It’s difficult to know where to start in talking about Kangaroo Notebook by Kōbō Abe. If I were to condense my impression into some blurbesque phrases, I’d say, a surreal journey, a dark interpretation on the border between life and death, imaginative, unlike anything I’ve read. If I were to stray away from cute phrases, then I might describe the novel in this way.
Kangaroo Notebook starts in a bland setting that many readers can identify.
“It should have turned out like any other morning.
I was munching on a crisp slice of toast, thickly coated with liver-and-celery pâté. I had one elbow pressed to the corner of an open newspaper; my upper body tilted slightly to the right. My eyes skipped here and there among the headlines as I sipped some strong coffee. I popped three tiny tomatoes into my mouth and squelched them together, for good health.
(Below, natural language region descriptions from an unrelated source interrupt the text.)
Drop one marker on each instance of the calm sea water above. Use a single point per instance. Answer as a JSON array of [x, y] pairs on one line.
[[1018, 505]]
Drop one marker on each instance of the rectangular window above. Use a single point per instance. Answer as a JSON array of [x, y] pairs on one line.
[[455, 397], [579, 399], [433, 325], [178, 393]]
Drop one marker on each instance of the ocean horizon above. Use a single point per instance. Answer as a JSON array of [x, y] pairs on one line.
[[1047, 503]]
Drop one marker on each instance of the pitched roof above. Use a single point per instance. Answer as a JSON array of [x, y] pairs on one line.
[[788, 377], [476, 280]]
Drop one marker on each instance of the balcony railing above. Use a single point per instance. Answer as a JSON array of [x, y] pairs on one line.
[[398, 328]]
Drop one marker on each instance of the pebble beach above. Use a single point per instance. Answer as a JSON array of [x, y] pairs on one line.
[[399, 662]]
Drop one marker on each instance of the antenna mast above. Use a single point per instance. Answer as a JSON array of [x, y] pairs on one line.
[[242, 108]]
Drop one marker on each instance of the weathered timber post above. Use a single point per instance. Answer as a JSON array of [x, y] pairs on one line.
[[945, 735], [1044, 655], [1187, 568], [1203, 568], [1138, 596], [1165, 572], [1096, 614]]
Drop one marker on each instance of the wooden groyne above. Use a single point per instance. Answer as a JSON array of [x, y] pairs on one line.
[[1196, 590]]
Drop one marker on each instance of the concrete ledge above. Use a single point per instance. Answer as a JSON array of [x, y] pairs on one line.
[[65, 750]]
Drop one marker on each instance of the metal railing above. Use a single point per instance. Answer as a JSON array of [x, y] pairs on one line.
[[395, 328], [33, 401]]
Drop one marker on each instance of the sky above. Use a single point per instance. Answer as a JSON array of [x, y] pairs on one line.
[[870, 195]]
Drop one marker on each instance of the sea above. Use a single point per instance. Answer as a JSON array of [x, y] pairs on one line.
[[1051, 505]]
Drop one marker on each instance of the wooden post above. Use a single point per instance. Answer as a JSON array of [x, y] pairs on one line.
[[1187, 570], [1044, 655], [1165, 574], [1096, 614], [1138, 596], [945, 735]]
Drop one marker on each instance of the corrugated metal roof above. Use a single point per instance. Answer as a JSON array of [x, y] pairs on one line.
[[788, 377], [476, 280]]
A tickling sensation ran up my shins. I rolled up on pajama leg and scratched. What felt like a thin layer of skin peeled off. Is it grime? I held it up to the light. It isn’t grime or skin. It’s scratchy, like dry beard bristle. Is it leg hair? Leg hair grazed by a flame would probably look like this, but scorched hair would give off a foul odor. I rolled up both pants legs and placed my feet on another chair, with my knees drawn up. There was no longer a single hair on my legs; if it weren’t for the dotlike pores, the skin would have been smooth as a boy’s. I had never had much hair, so I wasn’t too concerned. Besides, with my pants on, the area didn’t show.”
The scratchy area turns out to be “cleft-leaf radish sprouts” growing out of the narrator’s legs. From here the narrative departs from reality and enters a surreal landscape. Along the way, the narrator meets a recurring character he calls Damselfly. She seems to appear when he’s in need of help, and knows more than he does about what is happening.
After being treated at a dermatology clinic, the narrator leaves by a hospital bed he controls with his thoughts. Or, does the bed have a mind of its own? As the novel continues, the bed, much like Damselfly, returns when the narrator needs help. Oddities that follow include being towed to a mine, following an underground tunnel, which leads to a boat, fending off the collision of two squids (one of which is attached to the narrators neck like medical tubing) from exploding, drifting to the Riverbank of Sai (limbo/hell) where the Help Me! squad of demon-children sing and collect money, meeting his dead mother, staying briefly with Damselfly and her American friend Mr. Killer, who performs an intense massage move that sends the narrator back to the hospital, conspiring with patients to kill a man who is sick and annoying them, escaping the hospital and meeting up with a younger version of Damselfly or her lost sister at an abandoned train platform.
The novel ends with this on the last page.
“Excerpt from a newspaper article:
A corpse was found on the premises of a train station no longer in service. On the man’s shins were several slash marks that appeared to have been made by a razor. The wounds, evidently made with some hesitation, seemed to have been self-inflicted. It is unlikely that these were the cause of death. The incident is being investigated both as an accident and as a criminal case. Despite intensive efforts, the victim’s identity has not yet been established.”
Some questions I have is whether or not this is the narrator, Kōbō Abe’s inspiration for the story, or something in the paper that caught the narrator’s eye? Is the novel all in the narrator’s head while he’s having coffee and reading the paper? If you’ve read the novel, what do you think? How do you interpret the ending of Kangaroo Notebook? Personally, I like the idea that this article inspired the novel.
I think he’s just imagining everything to escape reality and at the end when he sees himself its like he remembers he just imagined everything which fills him with dread because he’s looking at reality again.